Inside that decline sits a detail worth pulling out: 1,056 freshers came in. Indian IT built itself on a pyramid, thousands of graduates recruited off campus each year, trained on the bench, billed out cheaply and promoted upward as the next cohort arrived. HCLTech kept the intake open and still finished the quarter smaller by three thousand. Attrition held at 12.7% across the year, steady through the sharpest fall in five quarters, so nobody was pushed. People left at the usual rate and The Firm simply declined to replace most of them.
HCLTech sells the technology and absorbs it in the same set of accounts. It books $171m for building AI systems that make its clients' operations leaner, and the same technology, turned inward on its own delivery Teams, is plausibly why 3,292 desks did not need refilling. Neither The Firm nor its results release says so.
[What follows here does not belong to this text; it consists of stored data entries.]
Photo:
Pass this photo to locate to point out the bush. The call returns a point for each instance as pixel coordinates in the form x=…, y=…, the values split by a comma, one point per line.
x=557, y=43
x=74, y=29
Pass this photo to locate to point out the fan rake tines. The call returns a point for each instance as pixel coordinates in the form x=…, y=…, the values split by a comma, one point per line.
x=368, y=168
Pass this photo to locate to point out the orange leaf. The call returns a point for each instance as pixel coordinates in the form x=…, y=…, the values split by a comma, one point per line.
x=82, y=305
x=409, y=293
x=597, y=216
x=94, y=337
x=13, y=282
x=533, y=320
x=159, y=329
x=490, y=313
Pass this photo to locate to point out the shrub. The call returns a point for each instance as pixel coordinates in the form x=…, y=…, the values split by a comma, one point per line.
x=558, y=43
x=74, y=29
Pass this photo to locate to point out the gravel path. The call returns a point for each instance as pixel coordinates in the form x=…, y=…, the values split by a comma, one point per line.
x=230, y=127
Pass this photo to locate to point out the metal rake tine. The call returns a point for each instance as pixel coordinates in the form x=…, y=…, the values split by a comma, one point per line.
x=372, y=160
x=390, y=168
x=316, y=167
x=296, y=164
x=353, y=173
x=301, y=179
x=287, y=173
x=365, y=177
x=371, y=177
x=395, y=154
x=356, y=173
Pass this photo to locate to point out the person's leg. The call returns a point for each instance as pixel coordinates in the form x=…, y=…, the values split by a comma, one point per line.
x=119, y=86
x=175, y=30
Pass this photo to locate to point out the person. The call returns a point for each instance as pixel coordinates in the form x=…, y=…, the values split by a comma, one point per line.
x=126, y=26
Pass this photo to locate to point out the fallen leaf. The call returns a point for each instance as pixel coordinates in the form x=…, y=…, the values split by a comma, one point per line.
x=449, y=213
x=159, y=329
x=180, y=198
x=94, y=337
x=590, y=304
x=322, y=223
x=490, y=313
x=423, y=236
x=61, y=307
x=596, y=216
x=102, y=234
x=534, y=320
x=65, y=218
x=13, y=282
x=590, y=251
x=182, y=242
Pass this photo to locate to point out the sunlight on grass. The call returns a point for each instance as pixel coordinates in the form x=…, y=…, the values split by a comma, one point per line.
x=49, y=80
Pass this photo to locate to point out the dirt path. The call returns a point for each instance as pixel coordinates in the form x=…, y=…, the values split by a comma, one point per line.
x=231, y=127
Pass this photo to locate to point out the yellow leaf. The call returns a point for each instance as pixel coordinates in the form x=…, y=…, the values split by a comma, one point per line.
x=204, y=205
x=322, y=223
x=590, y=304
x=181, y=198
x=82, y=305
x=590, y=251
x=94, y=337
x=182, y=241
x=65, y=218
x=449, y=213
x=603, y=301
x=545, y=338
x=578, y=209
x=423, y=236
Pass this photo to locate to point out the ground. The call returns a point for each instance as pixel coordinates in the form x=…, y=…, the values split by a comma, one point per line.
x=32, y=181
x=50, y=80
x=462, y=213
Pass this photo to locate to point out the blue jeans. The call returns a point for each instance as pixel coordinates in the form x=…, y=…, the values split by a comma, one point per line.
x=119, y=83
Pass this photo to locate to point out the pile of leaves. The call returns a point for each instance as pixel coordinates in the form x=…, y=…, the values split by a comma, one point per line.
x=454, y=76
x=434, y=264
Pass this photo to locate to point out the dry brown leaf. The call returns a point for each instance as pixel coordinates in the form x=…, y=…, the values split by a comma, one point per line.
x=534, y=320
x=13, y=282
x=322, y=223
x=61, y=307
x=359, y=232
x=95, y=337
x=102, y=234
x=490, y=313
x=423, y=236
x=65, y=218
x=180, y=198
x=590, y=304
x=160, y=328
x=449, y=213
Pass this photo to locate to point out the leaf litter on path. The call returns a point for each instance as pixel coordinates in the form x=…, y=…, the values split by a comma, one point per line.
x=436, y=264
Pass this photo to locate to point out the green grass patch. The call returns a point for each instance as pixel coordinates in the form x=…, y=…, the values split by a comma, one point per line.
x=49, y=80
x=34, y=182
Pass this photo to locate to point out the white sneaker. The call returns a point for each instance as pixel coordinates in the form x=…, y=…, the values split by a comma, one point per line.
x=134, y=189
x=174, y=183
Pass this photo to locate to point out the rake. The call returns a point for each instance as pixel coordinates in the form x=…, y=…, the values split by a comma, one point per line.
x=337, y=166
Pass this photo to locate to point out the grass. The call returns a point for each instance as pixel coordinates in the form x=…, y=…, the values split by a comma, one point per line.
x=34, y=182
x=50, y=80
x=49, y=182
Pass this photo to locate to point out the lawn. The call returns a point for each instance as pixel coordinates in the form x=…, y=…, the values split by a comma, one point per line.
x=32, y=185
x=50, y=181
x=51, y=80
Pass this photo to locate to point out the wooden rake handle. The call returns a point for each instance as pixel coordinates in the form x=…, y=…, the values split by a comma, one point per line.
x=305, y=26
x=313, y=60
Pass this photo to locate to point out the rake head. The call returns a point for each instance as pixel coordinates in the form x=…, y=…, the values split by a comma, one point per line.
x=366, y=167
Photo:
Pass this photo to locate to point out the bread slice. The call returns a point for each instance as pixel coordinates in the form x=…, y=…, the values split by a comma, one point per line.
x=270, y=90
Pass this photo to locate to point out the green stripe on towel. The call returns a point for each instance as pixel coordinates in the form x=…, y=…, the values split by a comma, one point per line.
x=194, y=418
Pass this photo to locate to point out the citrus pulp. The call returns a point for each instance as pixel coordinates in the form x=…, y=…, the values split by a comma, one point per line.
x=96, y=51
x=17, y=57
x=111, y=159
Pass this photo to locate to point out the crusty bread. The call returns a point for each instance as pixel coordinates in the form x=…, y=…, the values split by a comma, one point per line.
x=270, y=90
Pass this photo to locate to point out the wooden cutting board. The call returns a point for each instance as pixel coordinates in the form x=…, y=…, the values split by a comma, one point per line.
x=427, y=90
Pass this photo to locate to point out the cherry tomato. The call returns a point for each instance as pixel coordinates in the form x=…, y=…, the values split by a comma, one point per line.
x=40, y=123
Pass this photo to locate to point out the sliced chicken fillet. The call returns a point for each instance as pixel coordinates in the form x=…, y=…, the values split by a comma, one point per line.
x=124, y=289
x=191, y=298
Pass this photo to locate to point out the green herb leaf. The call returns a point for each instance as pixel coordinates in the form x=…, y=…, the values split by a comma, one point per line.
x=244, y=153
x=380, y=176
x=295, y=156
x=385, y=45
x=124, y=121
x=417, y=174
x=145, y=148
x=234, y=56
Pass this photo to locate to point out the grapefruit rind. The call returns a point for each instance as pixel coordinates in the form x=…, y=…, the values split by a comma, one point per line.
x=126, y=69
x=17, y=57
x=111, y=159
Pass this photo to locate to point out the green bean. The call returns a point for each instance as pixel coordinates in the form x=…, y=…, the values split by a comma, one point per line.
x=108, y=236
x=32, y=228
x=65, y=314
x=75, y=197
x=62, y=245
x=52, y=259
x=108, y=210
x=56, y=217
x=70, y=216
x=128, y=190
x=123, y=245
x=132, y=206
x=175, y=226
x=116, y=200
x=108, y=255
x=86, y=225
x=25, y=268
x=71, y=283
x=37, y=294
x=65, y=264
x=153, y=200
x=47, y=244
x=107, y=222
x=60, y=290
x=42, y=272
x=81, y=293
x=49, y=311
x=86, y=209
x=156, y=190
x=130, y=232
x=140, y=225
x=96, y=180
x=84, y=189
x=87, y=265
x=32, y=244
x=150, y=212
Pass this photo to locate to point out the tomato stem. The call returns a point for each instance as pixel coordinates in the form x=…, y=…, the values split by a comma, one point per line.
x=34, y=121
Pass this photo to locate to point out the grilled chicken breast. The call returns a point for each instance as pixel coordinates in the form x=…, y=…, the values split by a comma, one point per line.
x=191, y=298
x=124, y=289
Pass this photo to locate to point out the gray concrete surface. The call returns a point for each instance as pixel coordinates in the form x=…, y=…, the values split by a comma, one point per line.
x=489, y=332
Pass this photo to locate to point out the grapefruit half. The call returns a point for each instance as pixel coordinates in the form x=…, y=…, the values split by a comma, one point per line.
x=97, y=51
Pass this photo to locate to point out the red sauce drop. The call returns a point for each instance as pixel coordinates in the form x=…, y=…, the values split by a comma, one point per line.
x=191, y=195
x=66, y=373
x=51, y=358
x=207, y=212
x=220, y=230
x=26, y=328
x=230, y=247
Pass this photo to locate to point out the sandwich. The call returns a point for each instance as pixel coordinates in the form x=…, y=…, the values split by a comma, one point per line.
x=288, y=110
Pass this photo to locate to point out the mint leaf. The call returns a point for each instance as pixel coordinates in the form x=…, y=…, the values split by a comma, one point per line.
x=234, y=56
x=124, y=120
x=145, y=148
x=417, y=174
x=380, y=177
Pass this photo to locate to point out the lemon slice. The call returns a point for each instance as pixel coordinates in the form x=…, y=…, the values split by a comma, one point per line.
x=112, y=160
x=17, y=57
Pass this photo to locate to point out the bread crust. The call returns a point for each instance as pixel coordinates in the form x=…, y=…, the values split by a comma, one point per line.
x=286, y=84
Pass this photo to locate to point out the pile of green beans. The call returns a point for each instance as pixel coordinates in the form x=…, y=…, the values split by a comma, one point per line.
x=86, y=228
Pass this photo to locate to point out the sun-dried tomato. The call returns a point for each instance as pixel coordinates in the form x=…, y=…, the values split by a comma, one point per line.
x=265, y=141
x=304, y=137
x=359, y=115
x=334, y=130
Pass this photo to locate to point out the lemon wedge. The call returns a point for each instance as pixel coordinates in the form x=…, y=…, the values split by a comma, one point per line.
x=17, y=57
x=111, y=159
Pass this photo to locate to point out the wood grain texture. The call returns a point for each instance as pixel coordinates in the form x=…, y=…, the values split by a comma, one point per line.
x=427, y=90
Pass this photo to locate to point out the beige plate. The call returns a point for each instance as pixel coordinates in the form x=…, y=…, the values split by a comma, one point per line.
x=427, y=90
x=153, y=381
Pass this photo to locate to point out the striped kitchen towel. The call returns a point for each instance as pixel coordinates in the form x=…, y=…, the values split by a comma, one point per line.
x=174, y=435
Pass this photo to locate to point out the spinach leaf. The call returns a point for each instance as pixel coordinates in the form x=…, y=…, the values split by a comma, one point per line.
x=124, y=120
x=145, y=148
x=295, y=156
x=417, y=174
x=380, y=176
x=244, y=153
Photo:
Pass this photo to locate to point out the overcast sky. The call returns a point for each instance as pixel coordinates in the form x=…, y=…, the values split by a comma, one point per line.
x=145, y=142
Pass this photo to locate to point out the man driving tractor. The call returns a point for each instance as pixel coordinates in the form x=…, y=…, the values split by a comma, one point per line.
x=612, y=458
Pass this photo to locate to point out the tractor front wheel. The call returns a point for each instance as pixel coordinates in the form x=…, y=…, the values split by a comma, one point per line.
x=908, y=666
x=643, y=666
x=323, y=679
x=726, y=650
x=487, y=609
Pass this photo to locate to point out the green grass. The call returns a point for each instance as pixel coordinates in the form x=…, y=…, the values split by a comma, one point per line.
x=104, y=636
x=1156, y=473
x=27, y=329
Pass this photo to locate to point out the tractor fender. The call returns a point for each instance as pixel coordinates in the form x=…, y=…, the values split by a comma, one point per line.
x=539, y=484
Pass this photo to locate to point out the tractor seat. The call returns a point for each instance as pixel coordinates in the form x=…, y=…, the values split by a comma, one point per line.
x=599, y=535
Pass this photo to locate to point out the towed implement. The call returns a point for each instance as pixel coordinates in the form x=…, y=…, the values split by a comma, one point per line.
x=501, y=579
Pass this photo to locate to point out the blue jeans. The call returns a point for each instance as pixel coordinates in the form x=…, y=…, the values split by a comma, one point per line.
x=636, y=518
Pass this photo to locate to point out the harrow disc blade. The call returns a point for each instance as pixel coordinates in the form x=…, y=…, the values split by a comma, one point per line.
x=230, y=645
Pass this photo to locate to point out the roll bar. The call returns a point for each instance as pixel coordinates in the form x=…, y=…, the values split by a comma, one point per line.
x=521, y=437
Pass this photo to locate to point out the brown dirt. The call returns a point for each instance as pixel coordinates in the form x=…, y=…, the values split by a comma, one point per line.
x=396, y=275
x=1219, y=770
The 62% growth and the 3,292 departures simply appear in the same document, one at the till and one on the payroll, and HCLTech leaves the reader to draw the line between them.
The wider Indian sector, meanwhile, is still adding IT jobs rather than shedding them . A firm shrinking inside a growing industry tells you about that firm's delivery model, not about a country's labour market.